Der BEA Steglitz-Zehlendorf fordert daher seit Jahren, langfristige Konzepte und Planungen auch im Hinblick auf die finanzielle Bereitstellung von Haushaltsmitteln zu entwickeln. Immer noch fehlt der Fahrplan, die Unterscheidung zwischen Sofortmaß-nahmen und einer mittel- bis langfristigen Strategie; diese Fragen müssen dringend insgesamt für das Land Berlin geklärt werden, bevor neu bewertet werden kann, ob die Mittelhöhe angemessen ist. Die SiWa –Mittel unterliegen der Konjunktur. Kein Politiker kann und wird seriös behaupten, dass diese Mittel auch in den nächsten 10 Jahren sprudeln werden, um den Sanierungsstau bei den Berliner Schulen in absehbarer Zeit abzutragen.
Letztendlich ist es – wie so oft – eine Frage der Prioritätensetzung, welche Bedeutung politische Verantwortliche der Schulsanierung und Neubauten zukommen lassen – und damit verbunden, welche Wertschätzung Kinder – unsere Zukunft und unser kostbarstes Gut – erfahren:
Es ist höchste Zeit, diesen Diskussionsprozess über die Gesamtstrategie bei Schulsanierung und Schulneubau mit allen Verantwortlichen auf Landes- und Bezirksebene systematisch zu beginnen – Doch wann und wer macht den ersten Aufschlag? Wer führt die Akteure sichtbar und zielorientiert zusammen, wer begeistert für die Sache?
Auch die bisherigen Forderungen des BEA Steglitz-Zehlendorf haben leider noch nicht ihre Aktualität verloren:
♦Einführung eines professionellen transparenten Gebäudemanagements: Sofortiger Beginn der Erstellung eines Rahmenplanes für alle Berliner Schulen analog dem Hamburger Modell des Landesbetriebs „ Schulbau“ möglichst unter Nutzung der vorhandenen Datenbank der BIM, in der bereits alle Schulen Berlins katalogisiert wurden.
♦ Abschaffung aller Sonderprogramme, stattdessen jährliche Erhöhung und Verstetigung der Haushaltsmittel für Schulsanierungen auf Landesebene
♦ Einstellung von professionellen Projektverantwortlichen und von zusätzlichem Personal für die Hochbauämter
♦ Mut und Kreativität für unkonventionelle Lösungen
♦ Definition von Mindeststandards für die Qualität von Schulgebäuden
♦ Ein Modellversuch regionales Gebäudemanagement Schulbau, beginnend im Berliner Südwesten
Wenn wir etwas gemeinsam erreichen wollen, muss zunächst klar sein, dass Bildungspolitik kein Thema nur für Sonntagsreden von Politikern sein darf, sondern Bildungspolitik alle politisch Verantwortlichen etwas angeht – auch und insbesondere den Finanzsenator und alle Haushälter im Berliner Abgeordnetenhaus!

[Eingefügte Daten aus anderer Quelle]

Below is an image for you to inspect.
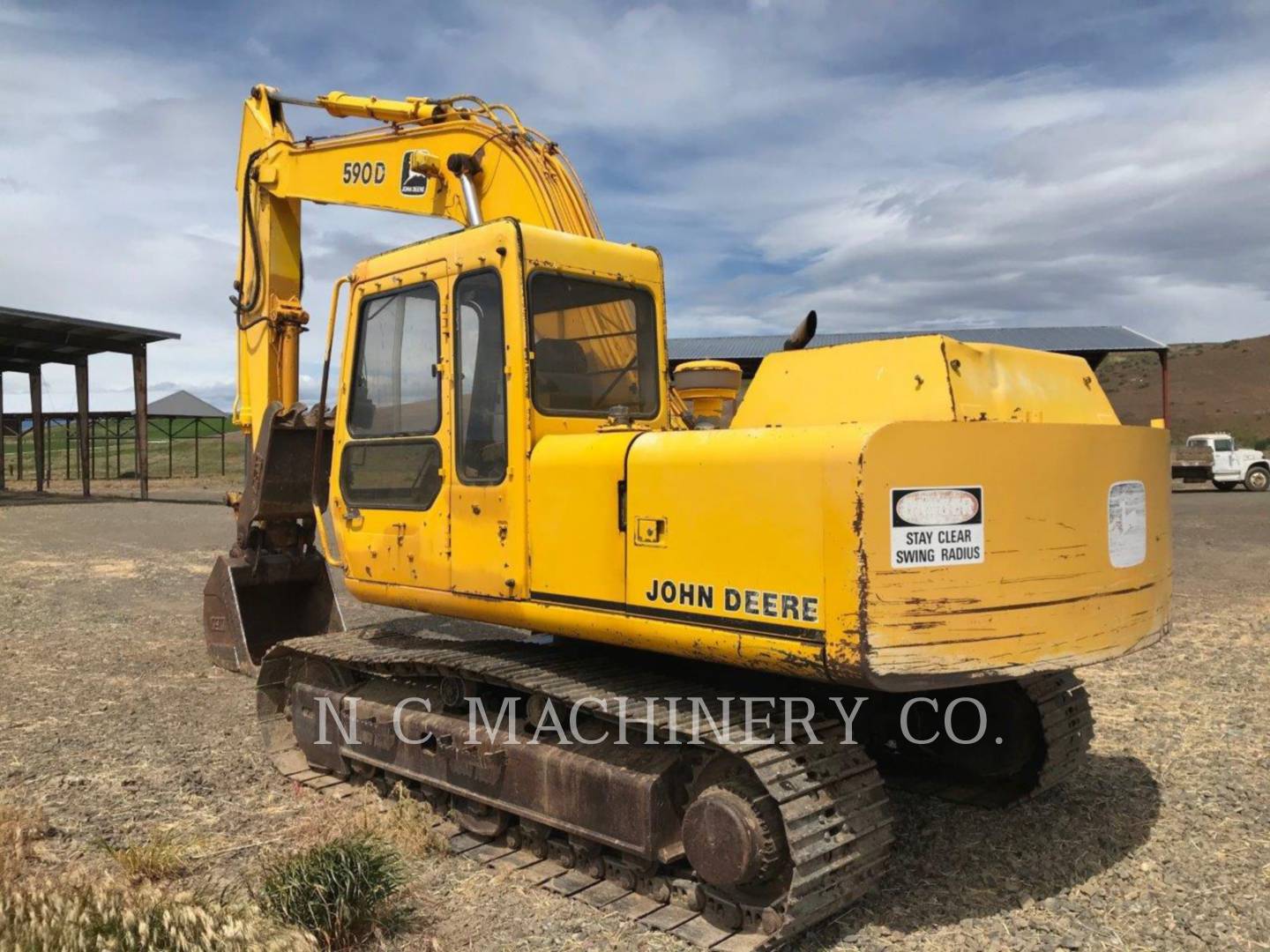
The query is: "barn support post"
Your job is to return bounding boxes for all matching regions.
[26,369,44,493]
[132,344,150,499]
[76,357,89,499]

Mit seiner berühmten „Ruck-Rede“ hat Roman Herzog bereits 1997 eine kritische Bilanz unserer gesellschaftlichen Situation gezogen, die an Aktualität eher noch zugenommen hat. Dabei hob der Ex-Bundespräsident vor allem hervor, dass wir „kein Erkenntnisproblem, sondern ein Umsetzungsproblem“ haben, dass es uns nicht „an Analysen, sondern am Handeln“ fehlt. Und dieses Bewusstsein fehlt uns in Berlin – der BEA Steglitz-Zehlendorf fordert dieses jetzt ein!